А ещё отрока нашли, Слагая. Принесли сюда, положили в снег перед завалом брёвен. Ни единой раны, ни свежего пореза, ни синяка — только давнишние, спелые — просто лежит мальчишка мёртвый и не встаёт. И никто ничего понять не может. Как помер? За что? И вроде не били, но счёт за эту смерть всё равно княжеским прилетит.

— Ну держись, подонок!

Конный отряд с десяток верховых въехал на двор, предводитель донельзя похожий на Косоворота, но помоложе и стройнее, с бородой покороче, спешившись, бросился к толпе у ледника.

— Отец, да что тут с вами? Что стряслось?

Косоворот одной рукой притянул сына к себе, обнял и шепнул в самое ухо:

— Ты даже представить себе не можешь, насколько охота — правильное дело! Особенно многодневная.

— Отец, что…

— Потом, всё потом.

— А тут это… к нам гости. На границе встретил. Вроде важные птицы. Может по торговым делам? Мне не сказали.

— Что за ряженые? — Косоворот с неохотой отвернулся от ледника.

Трое верховых шагом подъехали ближе. Загорелые, глаза чёрные, в темных одеждах, под сёдлами вороные, справа неброская, но добротная. Спешились.

— Наш повелитель желает владетелю этих земель постичь всё значение противоположностей, одной из которых будет долгая и насыщенная жизнь, а второй — скорейшая гибели его недругов, и прислал нас с делом необыкновенной важности, — усмехнулся старший из троих, чью бороду, некогда вороную, время проредило сединой.



— Смерть врагам очень кстати, — буркнул Косоворт, баюкая правую руку — от неловкого движения прострелило. — И кто ваш повелитель?

— Твой добрый сосед, — зловеще улыбнулся старший, — светлый правитель благословенного народа и щедрых земель.

— Ещё один светонос, — скривившись, под нос буркнул Косоворот, — Эй, Бобрик, сведи этих в гостевой терем.
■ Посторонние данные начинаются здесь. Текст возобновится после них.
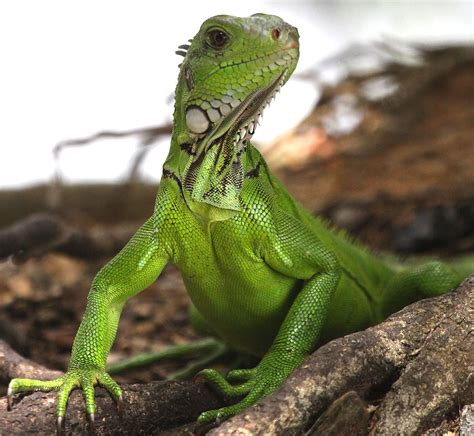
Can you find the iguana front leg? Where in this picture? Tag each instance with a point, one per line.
(132, 270)
(295, 253)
Все разговоры вечером.

И едва послов увели, добавил: «Вот только кровь замоют в едальной».

Глава 3

— Чего мы здесь? — шепнул Кукиш и пихнул Косоворота в бок. — Глухомань глухоманью! Может, ну его? Дёрнем отсюда, пока не поздно!

— Не пыли! — пузан огляделся: остальные спешивались и так же недоумённо оглядывались. — Всё образуется. В кои веки на твою мельницу воду льют.

— А что в дебри забрались непролазные, — согласно кивнул Головач, спешиваясь, — так и посторонних глаз меньше!

— И без того толпой сюда сходились, — буркнул Длинноус. — Не подметил бы кто, да не доложил кому не след!

— Ещё поглядеть на то, что дружины где-то там кучкуются, — Прихват закрутил шеей туда-сюда, и немедленно на всю поляну раздался хруст. — Так и вовсе получится, будто с прапорами да с горнами по всей Боянщине проехались!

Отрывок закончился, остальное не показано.